A tool to convert IMOS NetCDF files and CSV into Cloud Optimised format (Zarr/Parquet)
Requirements:
- python >= 3.10.14
curl -s https://raw.githubusercontent.com/aodn/aodn_cloud_optimised/main/install.sh | bash
Requirements:
- Mamba from miniforge3: https://github.com/conda-forge/miniforge
mamba env create --file=environment.yml
mamba activate CloudOptimisedParquet
poetry install
AWS SSO to push files to S3
Feature | Status | Comment |
---|---|---|
Process IMOS tabular NetCDF to Parquet with GenericHandler | Done | Converts NetCDF files to Parquet format using a generic handler. |
Process CSV to Parquet with GenericHandler | Done | Converts CSV files to Parquet format using a generic handler. |
Specific Handlers inherit all methods from GenericHandler with super() | Done | Simplifies the creation of new handlers by inheriting methods. |
Unittests implemented | Done | Tests to ensure functionality and reliability. |
Reprocessing of files already converted to Parquet | Done | Reprocessing of NetCDF files; original method can be slow for large datasets. |
Metadata variable attributes in sidecar parquet file | Done | Metadata attributes available in dataset sidecars. |
Add new variables to dataset | Done | Addition of new variables such as site_code, deployment_code, filename attributes. |
Add timestamp variable for partition key | Done | Enhances query performance by adding a timestamp variable. |
Remove NaN timestamp when NetCDF not CF compliant | Done | Eliminates NaN timestamps, particularly for non CF compliant data like Argo. |
Create dataset Schema | Done | Creation of a schema for the dataset. |
Create missing variables available in Schema | Done | Ensures dataset consistency by adding missing variables from the schema. |
Warning when new variable from NetCDF is missing from Schema | Done | Alerts when a new variable from NetCDF is absent in the schema. |
Creating metadata parquet sidecar | Done | |
Create AWS OpenData Registry Yaml | Done | |
Config file JSON validation against schema | Done | |
Create polygon variable to facilite geometry queries | Done |
Feature | Status | Comment |
---|---|---|
Process IMOS Gridded NetCDF to Zarr with GenericHandler | Done | Converts NetCDF files to Parquet format using a generic handler. |
Specific Handlers inherit all methods from GenericHandler with super() | Done | Simplifies the creation of new handlers by inheriting methods. |
The GenericHandler for parquet dataset creation is designed to be used either as a standalone class or as a base class for more specialised handler implementations. Here's a basic usage example:
# Read the content of the dataset template JSON file (with comments)
#import commentjson
#with open('aodn_cloud_optimised/config/dataset/dataset_template.json', 'r') as file:
# json_with_comments = file.read()
#dataset_config = commentjson.loads(json_with_comments)

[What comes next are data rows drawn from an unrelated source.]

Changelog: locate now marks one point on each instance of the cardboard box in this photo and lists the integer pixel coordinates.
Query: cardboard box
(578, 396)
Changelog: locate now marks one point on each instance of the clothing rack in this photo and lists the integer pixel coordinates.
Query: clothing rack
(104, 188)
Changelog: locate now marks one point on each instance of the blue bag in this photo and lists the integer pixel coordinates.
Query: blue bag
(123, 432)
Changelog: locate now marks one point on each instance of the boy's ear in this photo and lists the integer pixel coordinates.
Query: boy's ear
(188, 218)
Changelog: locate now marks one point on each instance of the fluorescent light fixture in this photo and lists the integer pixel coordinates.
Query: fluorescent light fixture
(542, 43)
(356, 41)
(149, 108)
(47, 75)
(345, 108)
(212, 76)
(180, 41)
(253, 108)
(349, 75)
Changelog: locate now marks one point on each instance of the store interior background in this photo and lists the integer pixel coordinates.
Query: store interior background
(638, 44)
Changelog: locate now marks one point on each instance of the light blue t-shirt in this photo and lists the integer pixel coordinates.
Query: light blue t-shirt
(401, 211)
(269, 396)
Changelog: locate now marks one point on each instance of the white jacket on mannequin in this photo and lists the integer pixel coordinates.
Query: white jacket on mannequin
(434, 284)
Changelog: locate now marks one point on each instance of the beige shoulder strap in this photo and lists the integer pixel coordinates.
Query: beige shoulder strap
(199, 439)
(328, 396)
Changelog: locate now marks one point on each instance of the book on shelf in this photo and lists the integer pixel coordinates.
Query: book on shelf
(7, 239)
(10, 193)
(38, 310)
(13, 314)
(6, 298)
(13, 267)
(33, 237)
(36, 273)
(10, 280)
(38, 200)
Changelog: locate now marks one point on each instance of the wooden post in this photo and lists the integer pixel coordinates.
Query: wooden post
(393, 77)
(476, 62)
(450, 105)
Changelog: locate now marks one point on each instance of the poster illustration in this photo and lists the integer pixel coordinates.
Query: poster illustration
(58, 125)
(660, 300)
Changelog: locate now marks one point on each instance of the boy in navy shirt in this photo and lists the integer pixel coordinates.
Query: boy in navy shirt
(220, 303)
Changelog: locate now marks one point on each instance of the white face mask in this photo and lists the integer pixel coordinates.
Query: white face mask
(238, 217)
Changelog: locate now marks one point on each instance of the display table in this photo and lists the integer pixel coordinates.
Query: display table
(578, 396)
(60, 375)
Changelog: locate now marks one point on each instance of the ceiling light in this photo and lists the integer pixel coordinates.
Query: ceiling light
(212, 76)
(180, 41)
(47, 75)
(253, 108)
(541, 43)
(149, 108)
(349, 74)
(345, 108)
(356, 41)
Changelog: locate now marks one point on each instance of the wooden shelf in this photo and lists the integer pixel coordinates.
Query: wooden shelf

import importlib.resources
from aodn_cloud_optimised.lib.config import load_dataset_config
from aodn_cloud_optimised.lib.CommonHandler import cloud_optimised_creation
dataset_config = load_dataset_config(str(importlib.resources.path("aodn_cloud_optimised.config.dataset", "anfog_slocum_glider.json")))
cloud_optimised_creation('object/path/netcdf_file.nc',
dataset_config=dataset_config
)
The conversion process in GenericHandler is broken down into a series of ordered steps, each responsible for a specific task. These steps include:
-
delete_existing_matching_parquet: Deletes existing Parquet files that match the current processing criteria.
-
preprocess_data: Generates a DataFrame and Dataset from the input NetCDF file.
-
publish_cloud_optimised: Creates Parquet files containing the processed data.
- _add_timestamp_df: Adds timestamp information to the DataFrame. Useful for partitioning.
- _add_columns_df: Adds generic columns such as site_code and filename to the DataFrame.
- _add_columns_df_custom Adds custom columns (useful for specific handlers)
- _rm_bad_timestamp_df: Removes rows with bad timestamps from the DataFrame.
- _add_metadata_sidecar: Adds metadata from the PyArrow table to the xarray dataset as sidecar attributes.
-
postprocess: Cleans up resources used during data processing.
Every dataset should be configured with a config JSON file. A template exists at aodn_cloud_optimised/config/dataset/dataset_template.json
See documentation to learn how to add a new dataset
Notebooks exist under https://github.com/aodn/aodn_cloud_optimised/blob/main/notebooks/
For each new dataset, it is a good practice to use the provided template notebooks/template.ipynb
and create a new notebook.
These notebooks use a common library of python functions to help with creating the geo-spatial filters:
notebooks/parquet_queries.py